Reputation: 58
I have a DataFrame as shown below. The Columns 0:00, 1:00.. till 24:00 represents the hours. How can I plot the hourly variation of both Items 'foo' and 'bar' for all the dates?
Date Item 0:00 1:00 2:00 3:00 4:00 5:00 6:00
1/1/2022 foo 2 3 4 1 5 1.5 2.5
1/2/2022 foo 1.5 1 3 2 2.5 6 4
1/3/2022 foo 1 2 3 1 2 5 4
1/4/2022 foo 2 1 3 4 1 2.4 3
1/1/2022 bar 3 1 0 1.5 5 1.5 2.5
1/2/2022 bar 2.5 4 3 1 2.5 0 1
1/3/2022 bar 1 2 1 1 2 1.5 4
1/4/2022 bar 2 1 3 2 1 2.5 3
I tried the following
g = sns.FacetGrid(df,row='Item',col='Date')
g.map(sns.#someplot,) # within map not sure what plot should I use and how to represent x axis as the columns
Upvotes: 2
Views: 447
Reputation: 16876
With R and ggplot2
, you have to pivot to long format for plotting.
library(tidyverse)
df %>%
pivot_longer(-c(Date, Item), names_to = "time", values_to = "value") %>%
mutate(time = ymd_hm(paste("0000-01-01",time, sep = " "))) %>%
ggplot(aes(x = time, y = value)) +
geom_line(aes(colour = Date)) +
scale_x_datetime( breaks=date_breaks("60 min"), labels = date_format("%H:%M")) +
theme(axis.text.x=element_text(size=8, angle = 90),
axis.text.y=element_text(size=8),
axis.title=element_text(size=10)) +
facet_grid(~Item, scale='free_x')
Another option if you want both series on the same plot.
library(tidyverse)
df %>%
pivot_longer(-c(Date, Item), names_to = "time", values_to = "value") %>%
mutate(Date = as.Date(Date, "%m/%d/%Y")) %>%
mutate(time = as.POSIXct(paste(ok$Date, ok$time), format="%Y-%m-%d %H:%M")) %>%
ggplot(aes(x = time, y = value, colour = Item, group = Item)) +
geom_line()
*Note: Since it is just a sample of the data, there are time gaps, hence the sharp angles.

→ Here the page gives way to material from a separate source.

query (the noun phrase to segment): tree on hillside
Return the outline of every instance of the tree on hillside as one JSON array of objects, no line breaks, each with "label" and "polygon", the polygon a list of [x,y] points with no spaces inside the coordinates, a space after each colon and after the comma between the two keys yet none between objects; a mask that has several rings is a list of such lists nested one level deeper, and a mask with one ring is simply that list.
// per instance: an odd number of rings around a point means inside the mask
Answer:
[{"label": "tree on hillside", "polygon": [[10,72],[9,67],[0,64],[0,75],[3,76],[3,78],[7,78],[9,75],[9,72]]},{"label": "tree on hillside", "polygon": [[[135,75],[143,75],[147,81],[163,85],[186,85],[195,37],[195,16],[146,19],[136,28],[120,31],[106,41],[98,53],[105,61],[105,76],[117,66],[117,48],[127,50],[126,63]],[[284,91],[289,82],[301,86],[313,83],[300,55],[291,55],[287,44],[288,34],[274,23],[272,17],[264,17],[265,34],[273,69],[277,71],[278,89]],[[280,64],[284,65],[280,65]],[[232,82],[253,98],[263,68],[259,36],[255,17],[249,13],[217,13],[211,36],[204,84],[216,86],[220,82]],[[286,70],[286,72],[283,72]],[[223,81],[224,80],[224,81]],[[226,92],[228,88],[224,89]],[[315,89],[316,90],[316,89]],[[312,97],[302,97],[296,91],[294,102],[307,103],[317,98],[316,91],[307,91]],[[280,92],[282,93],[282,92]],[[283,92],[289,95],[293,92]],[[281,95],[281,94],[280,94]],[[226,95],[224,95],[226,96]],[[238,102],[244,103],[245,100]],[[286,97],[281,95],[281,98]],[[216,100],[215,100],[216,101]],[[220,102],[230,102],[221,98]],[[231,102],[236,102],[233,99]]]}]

Or if you want them separate, then you can facet
the plot (also using bar for another alternative).
df %>%
pivot_longer(-c(Date, Item), names_to = "time", values_to = "value") %>%
mutate(Date = as.Date(Date, "%m/%d/%Y")) %>%
mutate(time = as.POSIXct(paste(ok$Date, ok$time), format="%Y-%m-%d %H:%M")) %>%
ggplot(aes(x = time, y = value)) +
geom_bar(stat = "identity", aes(colour = Item, fill = Item)) +
facet_grid(~Item, scale='free_x')
Data
df <- structure(list(Date = c("1/1/2022", "1/2/2022", "1/3/2022", "1/4/2022",
"1/1/2022", "1/2/2022", "1/3/2022", "1/4/2022"), Item = c("foo",
"foo", "foo", "foo", "bar", "bar", "bar", "bar"), `0:00` = c(2,
1.5, 1, 2, 3, 2.5, 1, 2), `1:00` = c(3L, 1L, 2L, 1L, 1L, 4L,
2L, 1L), `2:00` = c(4L, 3L, 3L, 3L, 0L, 3L, 1L, 3L), `3:00` = c(1,
2, 1, 4, 1.5, 1, 1, 2), `4:00` = c(5, 2.5, 2, 1, 5, 2.5, 2, 1
), `5:00` = c(1.5, 6, 5, 2.4, 1.5, 0, 1.5, 2.5), `6:00` = c(2.5,
4, 4, 3, 2.5, 1, 4, 3)), class = "data.frame", row.names = c(NA,
-8L))
Upvotes: 1
Reputation: 73842
In R just use matplot
, no need for data wrangling beforehand.
par(mfrow=c(1, 2)); by(df[3:9], df$Item, \(x) matplot(t(x), type='l'))
Or, more publishable:
par(mfrow=c(1, 2))
by(df, df$Item, \(x) {
matplot(t(x[1:4, 3:9]), type='l', main=el(x$Item), xaxt='n', xlab='t', ylab='y')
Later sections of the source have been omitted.